Guardrails Architecture#

Use NeMo Guardrails to add safety checks and content moderation to a large language model (LLM).

How NeMo Guardrails Interacts with LLMs#

NeMo Guardrails places NemoGuard NIM microservices between your application and the application’s LLM. By configuring guardrails for your use case, you can add safety checks and content moderation to your LLMs.

Guardrails between applications and LLMs

A single NeMo Guardrails instance can serve multiple applications and help manage multiple guardrail configurations and LLMs. NeMo Guardrails can call both internal and external LLMs, so you can guard models inside or outside the NeMo microservices cluster.

To check user inputs and LLM outputs, configure your application to use the NeMo Guardrails inference endpoint instead of the LLM endpoint.

In each guardrail configuration, you can specify the LLM used for generation, the NemoGuard NIM microservices for input and output checks, and the guardrail policies applied to those checks.

The following architecture diagram shows NeMo Guardrails as a central hub, routing requests to models and services for tasks like content safety and topic control.
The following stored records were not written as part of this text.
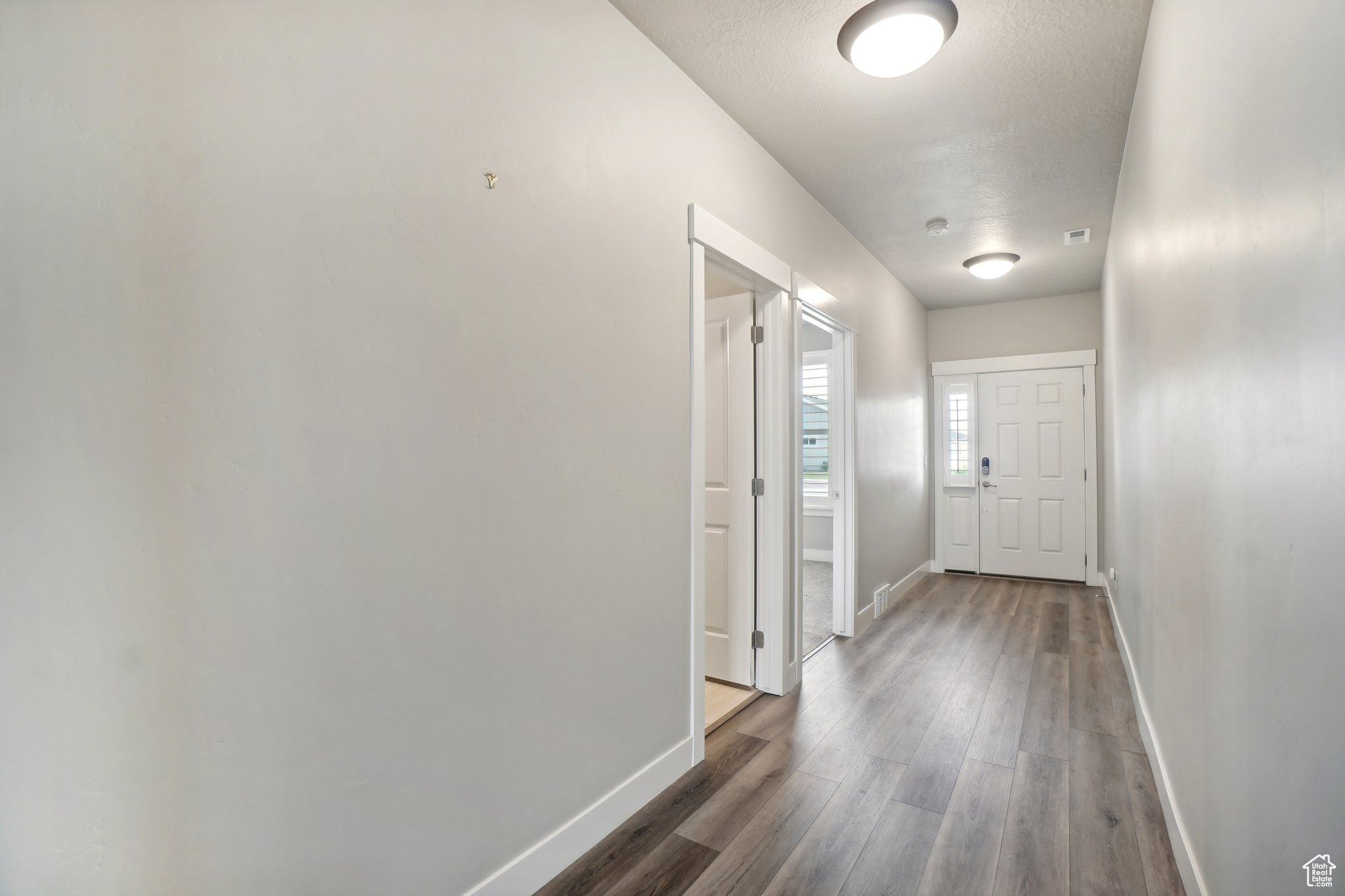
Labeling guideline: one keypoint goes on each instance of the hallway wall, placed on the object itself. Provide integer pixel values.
(1025, 327)
(346, 500)
(1224, 336)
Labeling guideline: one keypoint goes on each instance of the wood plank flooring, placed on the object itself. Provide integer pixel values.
(979, 739)
(722, 702)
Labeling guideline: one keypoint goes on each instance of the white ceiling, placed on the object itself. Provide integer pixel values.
(1013, 132)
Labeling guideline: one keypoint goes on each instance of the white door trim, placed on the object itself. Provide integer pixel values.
(770, 280)
(1015, 363)
(844, 543)
(1087, 359)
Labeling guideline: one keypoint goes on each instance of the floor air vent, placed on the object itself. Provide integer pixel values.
(880, 601)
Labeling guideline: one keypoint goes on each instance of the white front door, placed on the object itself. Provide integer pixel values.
(730, 452)
(1032, 498)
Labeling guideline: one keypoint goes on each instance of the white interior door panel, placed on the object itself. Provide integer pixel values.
(1032, 498)
(730, 456)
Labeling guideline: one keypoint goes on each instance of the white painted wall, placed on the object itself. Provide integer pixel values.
(309, 440)
(1025, 327)
(1224, 356)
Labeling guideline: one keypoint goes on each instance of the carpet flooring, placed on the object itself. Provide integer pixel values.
(817, 603)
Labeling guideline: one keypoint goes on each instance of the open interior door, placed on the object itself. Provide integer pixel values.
(730, 458)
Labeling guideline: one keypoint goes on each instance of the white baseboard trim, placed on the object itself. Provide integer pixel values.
(554, 853)
(900, 589)
(1187, 865)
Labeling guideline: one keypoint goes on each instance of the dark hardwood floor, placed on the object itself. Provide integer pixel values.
(977, 739)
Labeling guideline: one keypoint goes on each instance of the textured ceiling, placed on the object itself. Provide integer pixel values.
(1013, 132)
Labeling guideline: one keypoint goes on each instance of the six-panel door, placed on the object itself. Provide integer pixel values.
(1032, 499)
(730, 452)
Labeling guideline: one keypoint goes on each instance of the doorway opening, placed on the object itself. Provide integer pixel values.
(730, 538)
(1016, 485)
(826, 400)
(818, 567)
(747, 644)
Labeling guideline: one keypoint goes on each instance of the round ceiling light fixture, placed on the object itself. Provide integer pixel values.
(891, 38)
(990, 267)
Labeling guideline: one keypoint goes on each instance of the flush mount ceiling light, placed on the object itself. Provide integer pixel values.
(891, 38)
(990, 267)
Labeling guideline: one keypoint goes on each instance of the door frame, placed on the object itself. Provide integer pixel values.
(1087, 359)
(844, 544)
(770, 280)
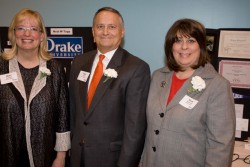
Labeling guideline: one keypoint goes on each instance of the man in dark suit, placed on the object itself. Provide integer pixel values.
(109, 130)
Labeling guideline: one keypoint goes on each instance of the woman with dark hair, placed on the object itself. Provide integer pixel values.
(34, 109)
(190, 109)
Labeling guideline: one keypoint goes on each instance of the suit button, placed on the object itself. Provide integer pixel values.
(81, 142)
(161, 115)
(157, 132)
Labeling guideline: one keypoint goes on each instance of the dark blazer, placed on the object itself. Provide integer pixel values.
(46, 115)
(112, 132)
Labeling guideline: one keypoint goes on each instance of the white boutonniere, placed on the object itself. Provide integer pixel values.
(110, 73)
(198, 84)
(44, 72)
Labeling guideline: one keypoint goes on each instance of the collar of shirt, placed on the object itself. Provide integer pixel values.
(106, 60)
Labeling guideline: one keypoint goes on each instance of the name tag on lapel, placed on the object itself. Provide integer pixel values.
(188, 102)
(83, 76)
(8, 78)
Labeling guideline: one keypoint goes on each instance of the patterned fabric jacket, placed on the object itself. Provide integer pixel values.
(46, 121)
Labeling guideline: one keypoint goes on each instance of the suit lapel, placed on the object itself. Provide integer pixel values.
(166, 85)
(83, 86)
(114, 63)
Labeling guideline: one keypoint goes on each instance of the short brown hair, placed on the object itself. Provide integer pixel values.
(188, 28)
(110, 9)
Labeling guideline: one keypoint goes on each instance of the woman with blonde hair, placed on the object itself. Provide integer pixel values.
(34, 119)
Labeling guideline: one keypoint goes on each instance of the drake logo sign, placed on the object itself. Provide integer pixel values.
(65, 47)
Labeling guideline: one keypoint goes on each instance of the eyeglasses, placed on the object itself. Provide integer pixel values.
(246, 159)
(33, 30)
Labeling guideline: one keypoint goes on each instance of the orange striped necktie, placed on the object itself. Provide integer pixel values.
(95, 79)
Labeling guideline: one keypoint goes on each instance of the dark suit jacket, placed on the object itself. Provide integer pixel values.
(112, 132)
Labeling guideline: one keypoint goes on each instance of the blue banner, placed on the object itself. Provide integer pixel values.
(65, 47)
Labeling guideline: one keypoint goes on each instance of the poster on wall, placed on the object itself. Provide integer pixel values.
(234, 44)
(63, 42)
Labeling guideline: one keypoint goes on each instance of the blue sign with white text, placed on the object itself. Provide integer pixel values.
(65, 47)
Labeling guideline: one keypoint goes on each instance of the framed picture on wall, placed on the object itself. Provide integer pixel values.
(212, 37)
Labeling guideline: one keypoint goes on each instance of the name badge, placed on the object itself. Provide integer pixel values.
(8, 78)
(188, 102)
(83, 76)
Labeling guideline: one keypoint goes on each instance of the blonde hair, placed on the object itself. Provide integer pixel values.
(22, 14)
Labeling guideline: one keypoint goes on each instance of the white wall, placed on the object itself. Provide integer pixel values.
(146, 21)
It also shows how the platform interacts with both internal and external clusters.

NeMo Microservice Platform used to guardrail multiple LLMs

The diagram starts with a Chatbot and a Document Summary Service on the left.

The Chatbot sends a Chatbot Request with a Content Safety Config to NeMo Guardrails.
The Document Summary Service sends a Document Service Request with a Topic Control Config to NeMo Guardrails.

Inside the NeMo Microservices Platform, NeMo Guardrails is the central component.

The solid green arrows representing the Content Safety Workflow flows from NeMo Guardrails to the NemoGuard Content Safety NIM. At this stage, the NemoGuard Content Safety NIM is responsible for checking the content safety of the user input. If input passes the check, the Llama Nemotron Nano NIM receives the input and generates an output. The Content Safety NIM then checks the output from the Llama Nemotron Nano NIM. If the output passes the check, the output is sent back to the Chatbot user. If the input or output fails the check, the output is sent back to the Chatbot user with a message indicating that the output failed the check.
The dashed orange arrows representing the Topic Control Workflow flows from NeMo Guardrails to the NemoGuard Topic Control NIM. At this stage, the NemoGuard Topic Control NIM is responsible for checking the topic safety of the user input. If input passes the check, the Llama Nemotron Super NIM in the external cluster receives the input and generates an output. The Topic Control NIM then checks the output from the Llama Nemotron Super NIM. If the output passes the check, the output is sent back to the Document Summary Service using the original request and output. If the input or output fails the check, the output is sent back to the Document Summary Service with a message indicating that the output failed the check.